Ce très beau jeune homme, toujours mis avec une élégance sûre, parlant un français châtié, ne comprenait pas un mot de pular ; il ne parl ait que malinké ! Qu'allait donc faire ce garçon dans une fête de Fulɓe ? Je posai la question à Bappa Chaikou quelques jours plus tard.
— Sangaré, dit-il, est un nom de famille des gens du Wassoulou. Celà correspond à Barry chez nous. Les gens du Wassoulou ne parlent plus poular, mais ce sont des Peuls, qui se reconnaissent comme tels, et qui sont reconnus comme tels en Haute-Guinée. La présence de Toumani est donc tout à fait normale. D'ailleurs, son prénom est un prénom peul authentique, le Peul d'avant l'Islam.
L'ambition de l'AGV ne se limite d'ailleurs pas à la seule Guinée ; nous souhaitons faire se retrouver tous les Peuls qui se reconnaissent et sont reconnus comme tels. C'est ainsi qu'un des membres les plus efficaces de notre section, ici à Conakry, est Monsieur Cellou Tounkara, tu connais ? Sa famille est voisine de la tienne à Dow-saare.

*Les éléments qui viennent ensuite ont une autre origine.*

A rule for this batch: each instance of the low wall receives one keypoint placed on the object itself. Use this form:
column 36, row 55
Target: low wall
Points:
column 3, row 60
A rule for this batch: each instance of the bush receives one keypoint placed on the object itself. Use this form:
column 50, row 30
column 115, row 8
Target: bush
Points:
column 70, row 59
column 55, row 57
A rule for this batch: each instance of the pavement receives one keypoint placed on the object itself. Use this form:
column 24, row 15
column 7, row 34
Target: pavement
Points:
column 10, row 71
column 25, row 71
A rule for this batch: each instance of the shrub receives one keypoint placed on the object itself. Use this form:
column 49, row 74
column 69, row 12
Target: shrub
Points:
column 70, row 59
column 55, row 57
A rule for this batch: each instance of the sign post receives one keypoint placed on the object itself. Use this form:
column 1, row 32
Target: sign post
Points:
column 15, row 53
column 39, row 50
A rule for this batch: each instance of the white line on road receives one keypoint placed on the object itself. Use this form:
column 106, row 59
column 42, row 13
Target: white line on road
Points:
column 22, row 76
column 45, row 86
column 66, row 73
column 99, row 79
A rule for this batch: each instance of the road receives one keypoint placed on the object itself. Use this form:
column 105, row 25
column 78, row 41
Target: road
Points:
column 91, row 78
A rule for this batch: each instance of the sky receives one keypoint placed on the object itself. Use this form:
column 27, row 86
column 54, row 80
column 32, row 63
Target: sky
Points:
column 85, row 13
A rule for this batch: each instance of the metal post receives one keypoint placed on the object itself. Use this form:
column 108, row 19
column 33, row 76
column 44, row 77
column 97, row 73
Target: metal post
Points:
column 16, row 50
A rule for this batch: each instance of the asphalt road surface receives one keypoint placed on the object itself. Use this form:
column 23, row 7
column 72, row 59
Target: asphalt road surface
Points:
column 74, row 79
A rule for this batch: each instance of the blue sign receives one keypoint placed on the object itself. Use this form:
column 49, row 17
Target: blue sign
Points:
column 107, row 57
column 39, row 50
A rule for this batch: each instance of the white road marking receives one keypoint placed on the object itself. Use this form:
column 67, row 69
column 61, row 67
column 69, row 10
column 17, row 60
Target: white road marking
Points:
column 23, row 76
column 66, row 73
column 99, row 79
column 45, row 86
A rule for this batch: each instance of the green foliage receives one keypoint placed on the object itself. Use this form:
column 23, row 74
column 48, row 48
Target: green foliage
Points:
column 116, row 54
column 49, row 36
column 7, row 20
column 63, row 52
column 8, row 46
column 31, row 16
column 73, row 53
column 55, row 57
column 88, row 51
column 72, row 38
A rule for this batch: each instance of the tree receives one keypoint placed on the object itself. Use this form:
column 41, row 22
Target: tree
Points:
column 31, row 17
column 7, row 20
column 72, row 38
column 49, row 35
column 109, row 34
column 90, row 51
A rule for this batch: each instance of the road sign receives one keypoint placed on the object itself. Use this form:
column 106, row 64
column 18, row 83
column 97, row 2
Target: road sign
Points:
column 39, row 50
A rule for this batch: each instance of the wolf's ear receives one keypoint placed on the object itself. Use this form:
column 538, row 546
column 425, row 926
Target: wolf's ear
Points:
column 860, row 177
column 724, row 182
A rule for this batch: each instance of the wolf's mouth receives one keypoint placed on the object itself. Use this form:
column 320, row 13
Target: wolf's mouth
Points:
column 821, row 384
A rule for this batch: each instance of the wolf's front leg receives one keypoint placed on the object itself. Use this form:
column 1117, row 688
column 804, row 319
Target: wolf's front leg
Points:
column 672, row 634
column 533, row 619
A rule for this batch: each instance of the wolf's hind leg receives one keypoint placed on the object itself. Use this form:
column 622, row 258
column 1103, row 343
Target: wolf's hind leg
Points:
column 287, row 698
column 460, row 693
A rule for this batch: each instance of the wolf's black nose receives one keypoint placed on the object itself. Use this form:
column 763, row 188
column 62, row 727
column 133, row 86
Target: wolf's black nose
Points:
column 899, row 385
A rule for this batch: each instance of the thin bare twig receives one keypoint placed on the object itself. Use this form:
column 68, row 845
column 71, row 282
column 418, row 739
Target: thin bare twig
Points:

Voilà !

L'AGV sera rapidement parcourue de courants divergents, des progressistes et des conservateurs.

Parmi les premiers, Amadou Hampâté, le Soudanais du Maasina, alors en service à Conakry, à l'IFAN. Il faisait preuve de diplomate fin pour tenter de freiner les appétits des uns et des autres, pour promouvoir la renaissance et la modernisation de la foulanité. Bappa Chaikou et Kotoo Siradiou Baldé sont également dans ce camp de démocrates idéalistes, ainsi que Monsieur Cellou Tounkara.

Les deux Baldé sont de la famille de Cerno Aliou, de Cerno Siradiou, de ceux auxquels pensaient les chefs de canton en convoquant les enfants de Cerno Aliou dans la case à palabres de Labé.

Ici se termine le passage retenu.